Companies providing services for clients outside Malaysia will see a lower cost of doing business from the government's latest measure to further refine the goods and services tax (GST).
For instance, those providing oil bunkering services or retooling work for foreign clients will not have to impose a GST charge of 6 per cent.
Previously, local services providers would have charged the GST of 6 per cent to their overseas customers, who normally would have claimed it back from the Malaysian government.
"Now, local companies providing services for export need not charge the GST. It will make them more competitive and ease the cash flow of clients," said Customs director-general Datuk Subromaniam Tholasy.
Among the local companies that would benefit from the move is Dialog Group Bhd, which provides oil tank storage services to international companies.
Previously, the grouse was that the foreign companies needed to register with the Customs Department to reclaim the GST.
"Now, there is no necessity," said Subromaniam.
Another segment of companies that would benefit are those who do re-tooling work on machineries, an area that is generally the domain of small and medium enterprises.
These companies no longer need to charge GST on their foreign clients for the retooling works.
The latest measure to refine the GST came about after an appeal by companies providing bunkering and oil tank storage services to foreign entities.
Prime Minister Najib Tun Razak announced through his blog posting on Tuesday that four additional services would be treated as zero-rated supply under the GST effective from July 1.
The first involved prescribed services performed in connection with goods for export, where the service is supplied to overseas customers.
The second would be prescribed services supplied in the Free Zones, including Licenced Manufacturing Warehouses, to overseas customers.
The other two services are research and development (R&D) services provided for overseas customers and non-recurring expenditures incurred as engineering expenses, including tools and machinery used in the manufacturing process of goods.
Pricewate-houseCoopers Taxation Services Sdn Bhd executive director Raja Kumaran applauded the move as a fair initiative that could help alleviate the rising cost pressure faced by many companies.
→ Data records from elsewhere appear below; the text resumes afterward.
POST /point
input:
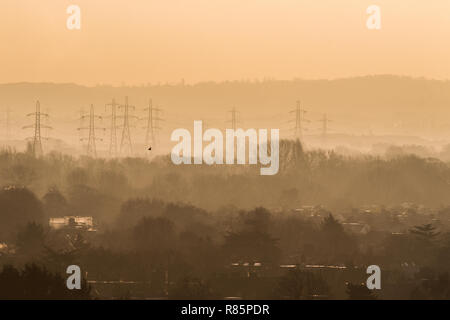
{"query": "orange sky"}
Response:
(142, 41)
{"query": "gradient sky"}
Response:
(148, 41)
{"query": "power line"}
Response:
(126, 136)
(113, 131)
(37, 141)
(152, 124)
(91, 146)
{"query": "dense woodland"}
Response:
(225, 231)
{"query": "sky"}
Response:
(157, 41)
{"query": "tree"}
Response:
(55, 204)
(34, 282)
(298, 284)
(19, 206)
(30, 239)
(191, 288)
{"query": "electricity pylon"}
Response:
(125, 142)
(325, 122)
(152, 124)
(299, 120)
(113, 131)
(91, 146)
(37, 139)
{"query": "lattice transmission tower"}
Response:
(37, 126)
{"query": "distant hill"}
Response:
(364, 105)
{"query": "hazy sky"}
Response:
(141, 41)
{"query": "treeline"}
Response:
(180, 251)
(97, 187)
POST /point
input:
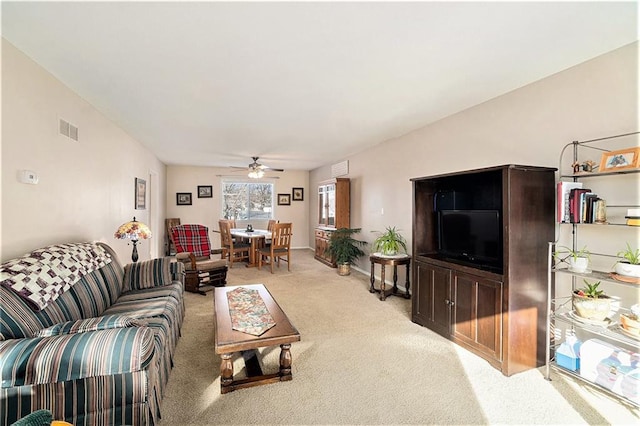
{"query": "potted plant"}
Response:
(345, 249)
(591, 303)
(390, 242)
(578, 260)
(630, 264)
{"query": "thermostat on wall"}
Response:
(27, 176)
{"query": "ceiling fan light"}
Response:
(256, 174)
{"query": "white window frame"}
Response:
(239, 180)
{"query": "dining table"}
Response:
(256, 237)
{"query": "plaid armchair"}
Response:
(193, 248)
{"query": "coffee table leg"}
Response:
(226, 371)
(407, 284)
(285, 362)
(382, 284)
(373, 277)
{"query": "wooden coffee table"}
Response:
(229, 341)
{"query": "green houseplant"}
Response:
(591, 303)
(578, 259)
(345, 249)
(629, 263)
(390, 242)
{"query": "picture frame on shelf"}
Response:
(297, 194)
(140, 194)
(622, 159)
(183, 198)
(284, 199)
(205, 191)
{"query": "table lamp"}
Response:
(133, 231)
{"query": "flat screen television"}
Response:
(473, 236)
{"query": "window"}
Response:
(247, 200)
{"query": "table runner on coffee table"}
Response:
(248, 312)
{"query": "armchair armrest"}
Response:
(75, 356)
(187, 258)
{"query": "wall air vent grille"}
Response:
(69, 130)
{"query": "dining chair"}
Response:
(279, 248)
(267, 241)
(193, 248)
(234, 250)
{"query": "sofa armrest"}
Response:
(75, 356)
(105, 322)
(147, 274)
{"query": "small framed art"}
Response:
(141, 194)
(621, 159)
(183, 198)
(297, 194)
(284, 199)
(205, 191)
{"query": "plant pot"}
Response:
(579, 264)
(344, 269)
(627, 269)
(591, 308)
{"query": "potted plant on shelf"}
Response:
(629, 265)
(390, 242)
(578, 260)
(591, 303)
(345, 249)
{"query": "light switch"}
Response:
(27, 176)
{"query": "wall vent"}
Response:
(340, 169)
(69, 130)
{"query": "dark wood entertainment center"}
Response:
(497, 310)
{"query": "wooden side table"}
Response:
(383, 261)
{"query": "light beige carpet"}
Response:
(362, 361)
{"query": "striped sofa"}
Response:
(101, 352)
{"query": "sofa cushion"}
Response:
(147, 274)
(89, 324)
(40, 277)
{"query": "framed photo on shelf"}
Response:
(284, 199)
(141, 194)
(205, 191)
(297, 194)
(621, 159)
(183, 198)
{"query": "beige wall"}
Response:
(527, 126)
(86, 188)
(207, 211)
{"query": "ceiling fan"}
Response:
(257, 170)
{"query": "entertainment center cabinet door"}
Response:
(477, 314)
(431, 297)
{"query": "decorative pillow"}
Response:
(147, 274)
(90, 324)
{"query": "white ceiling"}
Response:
(301, 84)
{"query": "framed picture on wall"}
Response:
(620, 160)
(284, 199)
(183, 198)
(297, 194)
(140, 194)
(205, 191)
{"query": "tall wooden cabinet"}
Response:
(333, 213)
(497, 310)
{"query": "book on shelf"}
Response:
(633, 220)
(577, 203)
(564, 190)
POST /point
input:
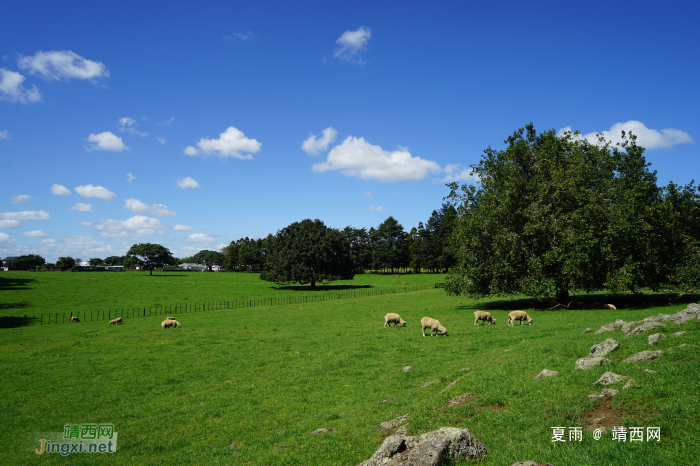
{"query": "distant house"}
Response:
(114, 268)
(199, 267)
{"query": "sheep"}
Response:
(395, 318)
(170, 323)
(519, 315)
(433, 325)
(485, 316)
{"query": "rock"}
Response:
(627, 328)
(604, 347)
(602, 394)
(610, 378)
(646, 326)
(590, 363)
(654, 339)
(606, 328)
(545, 373)
(644, 356)
(388, 425)
(429, 449)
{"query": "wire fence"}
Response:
(173, 309)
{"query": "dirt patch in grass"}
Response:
(460, 400)
(603, 416)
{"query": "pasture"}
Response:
(264, 379)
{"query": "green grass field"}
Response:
(58, 292)
(266, 378)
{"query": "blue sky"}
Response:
(195, 124)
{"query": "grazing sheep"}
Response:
(170, 323)
(395, 318)
(433, 325)
(519, 315)
(485, 316)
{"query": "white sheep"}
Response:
(170, 323)
(519, 315)
(433, 325)
(395, 318)
(485, 316)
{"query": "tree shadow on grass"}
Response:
(626, 301)
(9, 284)
(321, 288)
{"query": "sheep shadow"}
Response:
(626, 301)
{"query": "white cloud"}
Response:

"Many companies in Malaysia are involved in providing value-added services for overseas companies, and some foreign entities have chosen this country as the centre of their R&D. So, the latest measure is a great relief to many corporations and helps ease the way of doing business in the country," he told StarBiz.
On a similar tone, KPMG Tax Services said the new initiative could help propel local industries in line with the national and strategic importance placed on exports.
"Given the current challenging environment, coupled with the increasing cost of doing business, the introduction of such relief would not have come at a better time, and we suspect that the qualified businesses would indeed commend such a move by the Malaysian government," KPMG executive director, indirect tax practice, Ng Sue Lynn, said.
She pointed out that the recent relief granted under Section 56(3)(b) of the GST Act 2014 would be beneficial for the following companies/industries; transport/logistics, manufacturing, oil and gas and R&D.